If you've read any of my previous blogs, you know that I feel strongly, passionately about the financial benefits companies can have from cultural diversity. I also feel that for most U.S. companies doing business in Mexico, they simply do not understand how cultural diversity is hurting their sales and revenues in Mexico. And I'm not the only one telling this story.
Ruben Navarrette Jr., a Harvard graduate, is a syndicated columnist whose editorials can be found in the Sunday "opinion" section of the San Diego Union Tribune, the Los Angeles Times and other leading U.S. papers. An author, radio talk show host and guest on CNN and CNBC, Ruben was recently acknowledged by Hispanic Magazine for his accomplishments. I have to share his most recent article from August 19, 2007 entitled "Embracing diversity will reap big rewards".

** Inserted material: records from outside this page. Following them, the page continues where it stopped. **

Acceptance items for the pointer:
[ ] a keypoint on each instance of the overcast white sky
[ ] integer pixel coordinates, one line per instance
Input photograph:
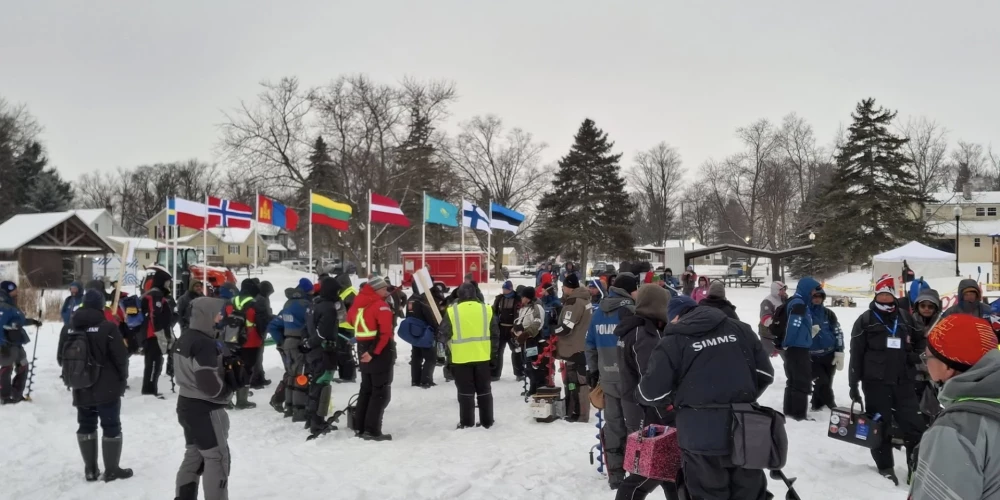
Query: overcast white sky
(121, 83)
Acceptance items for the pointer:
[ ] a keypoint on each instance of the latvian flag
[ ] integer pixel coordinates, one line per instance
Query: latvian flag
(504, 218)
(386, 211)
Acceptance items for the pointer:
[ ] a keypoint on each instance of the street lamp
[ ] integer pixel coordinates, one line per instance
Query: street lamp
(957, 211)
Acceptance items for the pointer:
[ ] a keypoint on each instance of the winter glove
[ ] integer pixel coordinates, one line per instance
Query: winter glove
(593, 377)
(856, 395)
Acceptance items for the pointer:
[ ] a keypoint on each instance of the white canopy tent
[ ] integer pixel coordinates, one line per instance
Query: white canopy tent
(922, 259)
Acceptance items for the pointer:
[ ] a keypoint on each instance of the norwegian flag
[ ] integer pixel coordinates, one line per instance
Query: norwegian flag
(227, 213)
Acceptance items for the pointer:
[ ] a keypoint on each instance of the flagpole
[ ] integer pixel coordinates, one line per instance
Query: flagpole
(256, 231)
(369, 232)
(310, 232)
(489, 245)
(423, 235)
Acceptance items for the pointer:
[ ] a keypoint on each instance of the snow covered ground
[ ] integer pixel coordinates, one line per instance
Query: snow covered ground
(428, 458)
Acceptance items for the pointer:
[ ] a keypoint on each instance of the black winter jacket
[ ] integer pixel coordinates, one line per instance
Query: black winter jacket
(872, 357)
(706, 360)
(108, 350)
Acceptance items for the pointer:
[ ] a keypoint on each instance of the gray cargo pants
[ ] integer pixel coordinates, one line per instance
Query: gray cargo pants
(206, 454)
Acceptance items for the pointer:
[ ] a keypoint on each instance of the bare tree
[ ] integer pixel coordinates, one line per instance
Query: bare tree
(498, 166)
(926, 150)
(269, 138)
(655, 177)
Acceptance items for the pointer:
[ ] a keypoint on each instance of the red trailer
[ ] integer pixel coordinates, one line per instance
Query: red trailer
(446, 267)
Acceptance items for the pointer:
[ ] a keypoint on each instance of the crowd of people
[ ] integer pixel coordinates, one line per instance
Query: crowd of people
(659, 355)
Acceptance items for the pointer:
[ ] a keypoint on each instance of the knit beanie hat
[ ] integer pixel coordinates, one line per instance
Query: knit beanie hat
(626, 282)
(377, 283)
(679, 305)
(571, 281)
(885, 284)
(961, 340)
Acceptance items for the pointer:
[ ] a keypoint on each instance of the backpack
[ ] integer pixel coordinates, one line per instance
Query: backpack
(80, 369)
(234, 325)
(779, 321)
(133, 313)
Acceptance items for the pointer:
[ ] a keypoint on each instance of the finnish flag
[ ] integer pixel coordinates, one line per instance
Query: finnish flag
(474, 217)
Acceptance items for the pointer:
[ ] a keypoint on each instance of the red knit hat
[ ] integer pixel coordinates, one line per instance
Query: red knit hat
(961, 340)
(885, 284)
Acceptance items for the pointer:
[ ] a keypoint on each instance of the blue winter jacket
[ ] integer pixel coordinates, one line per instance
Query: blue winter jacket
(798, 332)
(551, 305)
(416, 332)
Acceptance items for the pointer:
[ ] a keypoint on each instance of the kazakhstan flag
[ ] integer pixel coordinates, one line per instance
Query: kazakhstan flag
(440, 212)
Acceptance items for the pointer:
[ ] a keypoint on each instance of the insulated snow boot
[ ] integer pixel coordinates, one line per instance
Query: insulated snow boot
(112, 450)
(889, 474)
(88, 450)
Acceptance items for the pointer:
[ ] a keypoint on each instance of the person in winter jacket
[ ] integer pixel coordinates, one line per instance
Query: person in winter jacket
(258, 379)
(420, 328)
(197, 289)
(602, 367)
(158, 321)
(505, 308)
(717, 298)
(72, 302)
(13, 358)
(638, 334)
(768, 307)
(884, 364)
(245, 313)
(798, 341)
(205, 386)
(346, 364)
(826, 352)
(102, 400)
(970, 301)
(323, 326)
(571, 331)
(293, 318)
(705, 362)
(528, 337)
(372, 321)
(926, 312)
(701, 291)
(472, 331)
(958, 456)
(688, 281)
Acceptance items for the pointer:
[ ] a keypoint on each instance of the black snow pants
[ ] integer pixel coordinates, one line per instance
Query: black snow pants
(374, 397)
(153, 366)
(798, 363)
(896, 402)
(823, 370)
(712, 477)
(474, 385)
(422, 363)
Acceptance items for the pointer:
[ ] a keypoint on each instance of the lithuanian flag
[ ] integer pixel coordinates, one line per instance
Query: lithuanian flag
(327, 212)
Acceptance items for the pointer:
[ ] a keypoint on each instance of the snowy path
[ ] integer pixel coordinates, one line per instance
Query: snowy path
(428, 458)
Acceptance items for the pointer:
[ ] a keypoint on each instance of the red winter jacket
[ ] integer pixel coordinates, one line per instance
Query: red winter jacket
(377, 316)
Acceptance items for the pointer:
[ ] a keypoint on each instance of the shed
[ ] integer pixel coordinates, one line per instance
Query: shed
(49, 247)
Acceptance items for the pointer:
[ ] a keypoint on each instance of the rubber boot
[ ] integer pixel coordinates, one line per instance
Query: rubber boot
(88, 450)
(242, 399)
(112, 448)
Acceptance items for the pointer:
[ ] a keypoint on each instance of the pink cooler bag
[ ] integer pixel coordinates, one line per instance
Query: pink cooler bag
(653, 452)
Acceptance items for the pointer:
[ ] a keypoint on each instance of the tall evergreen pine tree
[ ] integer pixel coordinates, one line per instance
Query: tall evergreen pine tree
(588, 208)
(869, 203)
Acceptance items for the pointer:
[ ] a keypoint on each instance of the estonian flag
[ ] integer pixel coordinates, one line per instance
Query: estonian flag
(505, 219)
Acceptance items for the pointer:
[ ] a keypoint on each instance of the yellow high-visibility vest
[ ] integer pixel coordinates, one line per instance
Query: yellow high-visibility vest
(470, 323)
(346, 325)
(361, 328)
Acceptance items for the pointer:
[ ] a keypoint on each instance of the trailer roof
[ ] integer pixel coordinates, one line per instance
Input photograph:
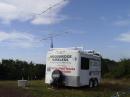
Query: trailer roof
(80, 49)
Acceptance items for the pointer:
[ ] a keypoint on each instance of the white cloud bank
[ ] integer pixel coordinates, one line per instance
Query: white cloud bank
(15, 39)
(24, 10)
(124, 37)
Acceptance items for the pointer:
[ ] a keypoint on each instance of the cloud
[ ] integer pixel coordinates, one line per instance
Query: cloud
(25, 10)
(125, 22)
(124, 37)
(15, 39)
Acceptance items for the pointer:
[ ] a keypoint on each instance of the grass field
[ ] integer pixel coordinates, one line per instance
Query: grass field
(39, 89)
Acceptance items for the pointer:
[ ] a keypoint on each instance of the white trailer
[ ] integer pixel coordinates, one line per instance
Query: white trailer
(73, 67)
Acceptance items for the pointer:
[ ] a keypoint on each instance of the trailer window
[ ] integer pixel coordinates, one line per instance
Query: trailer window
(84, 63)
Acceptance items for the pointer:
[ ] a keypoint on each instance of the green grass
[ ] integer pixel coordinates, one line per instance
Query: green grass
(106, 89)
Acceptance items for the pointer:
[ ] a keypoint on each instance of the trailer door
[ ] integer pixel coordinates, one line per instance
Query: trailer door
(84, 71)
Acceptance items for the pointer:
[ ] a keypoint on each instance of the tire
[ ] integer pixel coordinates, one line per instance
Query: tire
(91, 84)
(95, 82)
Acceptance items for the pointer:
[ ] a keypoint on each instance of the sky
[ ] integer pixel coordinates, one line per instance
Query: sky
(100, 25)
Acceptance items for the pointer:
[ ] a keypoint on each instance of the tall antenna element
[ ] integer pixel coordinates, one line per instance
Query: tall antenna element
(51, 37)
(44, 11)
(49, 8)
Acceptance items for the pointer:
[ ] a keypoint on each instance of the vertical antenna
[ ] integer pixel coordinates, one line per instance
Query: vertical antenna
(51, 45)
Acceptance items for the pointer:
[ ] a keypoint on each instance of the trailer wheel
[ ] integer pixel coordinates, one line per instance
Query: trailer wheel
(95, 82)
(91, 83)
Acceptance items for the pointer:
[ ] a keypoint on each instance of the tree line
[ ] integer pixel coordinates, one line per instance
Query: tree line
(17, 69)
(113, 69)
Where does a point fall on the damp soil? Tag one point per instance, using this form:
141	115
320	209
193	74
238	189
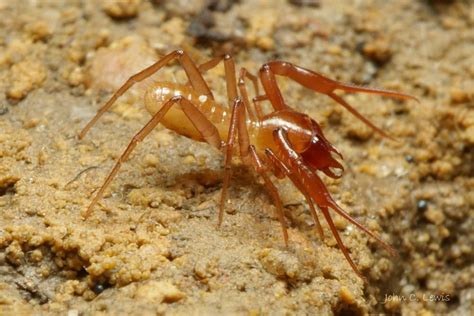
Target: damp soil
152	246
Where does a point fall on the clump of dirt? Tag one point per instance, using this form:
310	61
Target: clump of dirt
151	245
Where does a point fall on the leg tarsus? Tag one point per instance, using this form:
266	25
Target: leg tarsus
205	127
271	189
228	156
279	166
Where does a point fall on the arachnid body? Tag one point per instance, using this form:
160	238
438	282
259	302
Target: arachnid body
284	142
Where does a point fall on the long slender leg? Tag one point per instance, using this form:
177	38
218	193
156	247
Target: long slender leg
278	164
248	154
200	122
229	69
341	245
228	156
258	165
243	92
316	188
318	83
195	78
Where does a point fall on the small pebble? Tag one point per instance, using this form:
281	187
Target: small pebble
421	205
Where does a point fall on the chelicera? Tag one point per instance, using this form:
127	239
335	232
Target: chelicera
284	142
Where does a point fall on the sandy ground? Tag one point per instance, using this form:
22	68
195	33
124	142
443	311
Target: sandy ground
152	246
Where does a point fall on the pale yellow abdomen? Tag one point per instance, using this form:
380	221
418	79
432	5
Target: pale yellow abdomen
159	93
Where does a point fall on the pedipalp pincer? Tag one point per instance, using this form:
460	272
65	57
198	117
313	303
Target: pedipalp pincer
284	142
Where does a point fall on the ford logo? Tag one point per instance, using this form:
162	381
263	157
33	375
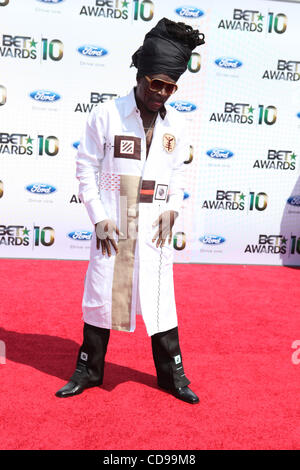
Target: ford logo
212	239
219	153
183	106
189	12
80	235
228	63
44	96
50	1
40	188
294	200
92	51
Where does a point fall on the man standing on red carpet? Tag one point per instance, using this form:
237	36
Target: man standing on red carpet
130	166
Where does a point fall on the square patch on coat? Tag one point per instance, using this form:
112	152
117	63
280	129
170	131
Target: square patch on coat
127	147
161	192
147	191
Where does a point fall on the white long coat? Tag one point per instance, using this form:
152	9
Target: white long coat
117	182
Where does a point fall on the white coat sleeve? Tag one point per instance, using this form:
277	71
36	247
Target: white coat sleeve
88	163
177	181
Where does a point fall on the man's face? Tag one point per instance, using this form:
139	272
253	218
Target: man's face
152	100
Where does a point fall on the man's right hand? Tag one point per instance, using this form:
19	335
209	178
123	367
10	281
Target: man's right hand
104	236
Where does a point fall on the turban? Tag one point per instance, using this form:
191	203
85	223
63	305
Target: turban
167	49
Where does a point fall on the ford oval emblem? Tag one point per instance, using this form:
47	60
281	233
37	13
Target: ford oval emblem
189	12
92	51
294	200
228	63
212	239
183	106
81	235
40	188
219	153
44	96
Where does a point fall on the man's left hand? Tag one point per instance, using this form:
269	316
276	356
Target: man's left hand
165	224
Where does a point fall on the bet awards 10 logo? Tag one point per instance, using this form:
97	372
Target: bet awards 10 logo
237	200
24	144
277	160
254	21
120	9
26	47
288	70
95	99
243	113
20	235
275	244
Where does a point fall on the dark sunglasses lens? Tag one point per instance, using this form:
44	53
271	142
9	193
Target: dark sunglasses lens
158	85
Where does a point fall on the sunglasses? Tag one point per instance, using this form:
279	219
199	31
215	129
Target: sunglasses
155	84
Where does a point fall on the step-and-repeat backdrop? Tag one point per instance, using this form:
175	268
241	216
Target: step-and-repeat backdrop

Ruben tells of how a few years ago when addressing a group of business managers he didn't launch into a talk about diversity. He felt that it was long past the time when diversity needs to be defended as being a vital part of a company's business strategy. He wrote, "We need to make the case that we shouldn't have to make the case - not in an era of globalization and expanding international markets."
I agree entirely with his comments that with the changing global markets, cultural diversity should not be an afterthought for businesses but rather part of their company strategy. Every company should have a diversity strategy just as they have one for marketing, advertising, sales, etc.
The idea of diversity shouldn’t be a stand alone item either. Diversity should be integrated into every area of a business especially for any firm doing international business. A company can have the best service or product, but that won’t matter if the receptionist is rude to a potential client just because they speak with an accent.
Unfortunately, many U.S. businesses still see diversity as something to look at only after every other area of business is working smoothly. This means never taking action toward diversity. My opinion is that diversity is still something that most U.S. businesses feel is only for the largest multi-national companies such as Microsoft and AT&T. And unlike Microsoft and AT&T, these businesses are not only getting their lunch eaten but sadly, they still don’t seem to notice or care.
The question I got from Ruben's article is “What’s taking so long?!” Many companies need a reality check into what’s happening with business both in and outside the U.S. I applaud my readers that either have established diversity as an important piece of their business strategy or that are working toward making it so.
To those companies whether in the U.S., China or elsewhere that still feel that diversity is optional, I can only say, "Hold on tight." It's going to get a lot hotter in the international kitchen, and many companies may find themselves getting burned.